_Research

Digital and self-sovereign identity – an overview

by Felix Machart, Jan. 19

Identity fundamentally defines who we are and how we interact with the world. In this article, we want to share some of the research we have done around this topic. We cover identity and digital identity generally, self-sovereign identity and related concepts as well as blockchain-based primitives such as NFTs in regards to identity and some trade-offs, use-cases and project examples.

We are intensively engaged with the Identity vertical – especially since some of our portfolio teams are touching aspects of it, if not building on the forefront of corresponding solutions themselves:

  • Access control
    Layer 1 chains such as Celo, NEAR, and Q provide every user with a public / private key pair as their identity. Safe smart contract accounts (account abstraction) serve as a programmable avatar that can be used for universal access control with potential social recovery built-in.
  • Reputation
    Colony is a DAO framework with a focus on reputation-based governance, i.e. a way to build a context-specific identity and attributes, which is being used for decision-making.
  • Expression
    Other portfolio teams like “The Fabricant” and “Nina” deal with different ways of expressing human identity (or identities) through things like fashion and music.
  • Privacy
    Nym is a crypto network providing metadata privacy & Coconut credentials (privacy-preserving on-chain credentials for authentication and more). The word nym comes from the Greek for “name” and is connected to digital pseudonyms – persistent, unforgeable network personas which are yet unlinkable to the “true names” of their owners, which is essential to ensuring free speech, especially regarding controversial opinions. We have been witnessing a trend toward pseudonymous avatarism not only for privacy reasons but also for expression.

Generally, crypto/web3 attempts to give back control of identity as well as the related data- and asset ownership to the individual. However, on-chain data is in many instances even more prone to surveillance, which is why we need to focus on privacy-preserving (often off-chain) methods as much as possible.

Taking a step back

Identity is a complex and multifaceted concept. How it is defined and understood can vary greatly from one person to another. It generally refers to attributes that make an individual or a group (collective identity) distinct. 

  1. In a psychological sense,
    identity is an individual’s conception and expression of their own individuality or group affiliations influenced by a variety of factors such as culture, family, personal experiences, and social environment. It is the sense of self that defines who a person is and how they fit into the world around them. Since identity is context-specific, individuals can have multiple distinct or overlapping identities. 
  2. In sociology,
    emphasis is placed on collective identity, in which an individual’s identity is strongly associated with role-behavior or the collection of group memberships that define them.
  3. Identity also refers to identification and authentication documents that establish a person’s name, nationality, and other characteristics, usually issued by central authorities and increasingly shifting into the digital realm.

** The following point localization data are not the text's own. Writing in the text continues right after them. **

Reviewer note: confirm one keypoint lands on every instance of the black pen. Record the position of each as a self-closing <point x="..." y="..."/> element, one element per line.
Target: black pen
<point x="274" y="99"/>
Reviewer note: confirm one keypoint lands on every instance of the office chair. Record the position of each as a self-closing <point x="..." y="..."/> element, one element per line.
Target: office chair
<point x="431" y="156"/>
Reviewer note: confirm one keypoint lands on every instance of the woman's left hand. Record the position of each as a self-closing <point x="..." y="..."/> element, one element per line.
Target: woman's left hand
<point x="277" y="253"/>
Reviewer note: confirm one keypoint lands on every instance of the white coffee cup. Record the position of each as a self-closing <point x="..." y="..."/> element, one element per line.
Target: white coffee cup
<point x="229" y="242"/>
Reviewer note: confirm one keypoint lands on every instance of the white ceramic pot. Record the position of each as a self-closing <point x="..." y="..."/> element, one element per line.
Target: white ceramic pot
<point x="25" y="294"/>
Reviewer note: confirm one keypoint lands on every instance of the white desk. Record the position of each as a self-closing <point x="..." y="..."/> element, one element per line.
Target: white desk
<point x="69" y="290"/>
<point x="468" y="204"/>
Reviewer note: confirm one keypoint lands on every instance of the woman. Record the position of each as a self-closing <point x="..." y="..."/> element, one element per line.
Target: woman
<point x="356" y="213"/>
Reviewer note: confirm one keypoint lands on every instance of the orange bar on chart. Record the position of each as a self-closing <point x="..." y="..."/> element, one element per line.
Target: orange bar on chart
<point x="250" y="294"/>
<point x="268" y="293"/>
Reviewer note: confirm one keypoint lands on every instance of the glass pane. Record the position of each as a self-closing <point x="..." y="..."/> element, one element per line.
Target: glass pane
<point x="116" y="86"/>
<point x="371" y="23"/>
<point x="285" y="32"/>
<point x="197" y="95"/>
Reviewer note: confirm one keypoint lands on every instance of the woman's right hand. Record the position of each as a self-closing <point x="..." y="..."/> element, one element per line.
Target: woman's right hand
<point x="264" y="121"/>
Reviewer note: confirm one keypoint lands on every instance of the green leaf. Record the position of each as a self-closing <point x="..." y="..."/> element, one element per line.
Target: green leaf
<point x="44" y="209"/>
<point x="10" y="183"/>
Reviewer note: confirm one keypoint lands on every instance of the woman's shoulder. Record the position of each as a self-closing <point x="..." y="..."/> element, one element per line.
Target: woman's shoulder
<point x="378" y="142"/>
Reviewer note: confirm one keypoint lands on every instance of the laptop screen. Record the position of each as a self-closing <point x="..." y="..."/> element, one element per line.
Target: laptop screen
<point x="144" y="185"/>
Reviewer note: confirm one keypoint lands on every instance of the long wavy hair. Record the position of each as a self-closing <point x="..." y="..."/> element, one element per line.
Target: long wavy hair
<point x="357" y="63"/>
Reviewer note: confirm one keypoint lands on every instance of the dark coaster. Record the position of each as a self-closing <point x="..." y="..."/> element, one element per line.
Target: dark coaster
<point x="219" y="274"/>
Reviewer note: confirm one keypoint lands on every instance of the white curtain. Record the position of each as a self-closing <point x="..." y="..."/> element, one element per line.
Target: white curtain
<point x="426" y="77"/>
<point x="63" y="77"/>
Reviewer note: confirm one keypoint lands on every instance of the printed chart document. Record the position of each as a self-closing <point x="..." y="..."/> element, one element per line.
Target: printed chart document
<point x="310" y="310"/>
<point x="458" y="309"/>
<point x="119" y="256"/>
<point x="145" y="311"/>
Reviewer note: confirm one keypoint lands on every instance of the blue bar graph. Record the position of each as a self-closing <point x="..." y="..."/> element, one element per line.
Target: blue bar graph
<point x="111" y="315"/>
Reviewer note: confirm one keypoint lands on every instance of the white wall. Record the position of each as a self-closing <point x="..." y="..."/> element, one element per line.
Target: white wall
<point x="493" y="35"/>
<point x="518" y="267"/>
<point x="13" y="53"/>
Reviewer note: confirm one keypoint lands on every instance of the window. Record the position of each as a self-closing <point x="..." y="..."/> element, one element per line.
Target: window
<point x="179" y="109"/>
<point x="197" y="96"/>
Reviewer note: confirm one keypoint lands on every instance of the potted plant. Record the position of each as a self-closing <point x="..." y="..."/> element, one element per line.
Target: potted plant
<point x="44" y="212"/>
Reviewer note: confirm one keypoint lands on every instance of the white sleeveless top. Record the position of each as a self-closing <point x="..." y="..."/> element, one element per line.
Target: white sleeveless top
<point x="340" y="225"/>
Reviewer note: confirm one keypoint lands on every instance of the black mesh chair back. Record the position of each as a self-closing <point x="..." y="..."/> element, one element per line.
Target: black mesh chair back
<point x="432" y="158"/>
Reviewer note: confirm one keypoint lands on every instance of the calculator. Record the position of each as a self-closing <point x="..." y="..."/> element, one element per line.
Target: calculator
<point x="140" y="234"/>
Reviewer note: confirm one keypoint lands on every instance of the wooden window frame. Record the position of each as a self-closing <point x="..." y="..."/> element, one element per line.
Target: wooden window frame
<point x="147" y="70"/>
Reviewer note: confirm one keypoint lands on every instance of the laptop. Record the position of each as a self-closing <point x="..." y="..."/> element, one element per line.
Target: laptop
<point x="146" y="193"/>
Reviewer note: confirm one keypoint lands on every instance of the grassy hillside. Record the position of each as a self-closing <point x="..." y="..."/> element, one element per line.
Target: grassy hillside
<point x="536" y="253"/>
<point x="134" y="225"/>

Identity is decentralized by nature: the attributes that make individuals and groups unique pertain to them. It is just the bureaucratic control structures as well as the client-server paradigm in the digital sphere that made individuals depend on centralized providers ever more for their identities. 

Digital identity

Digital identity refers to the online representation of an individual’s identity regarding use cases such as social media, ecommerce and finance. The way users create and extend their identities heavily influences their online experiences and interactions.  At the same time, people’s identities have become increasingly reliant on large internet monopolies, which monetize their data based on more and more surveillance. Furthermore, centralized systems also offer a significant attack surface for data leaks. Security is paramount for individuals to protect their personal information against threats such as identity theft, which has led to losses of $5.8B in 2021 in the US alone. Thus, data is becoming a liability for corporations to increasing extent.

There is a wide range of use-cases around identity solutions that can pertain to humans but also objects (e.g. unique identifiers for products and input materials as well as digitally native objects).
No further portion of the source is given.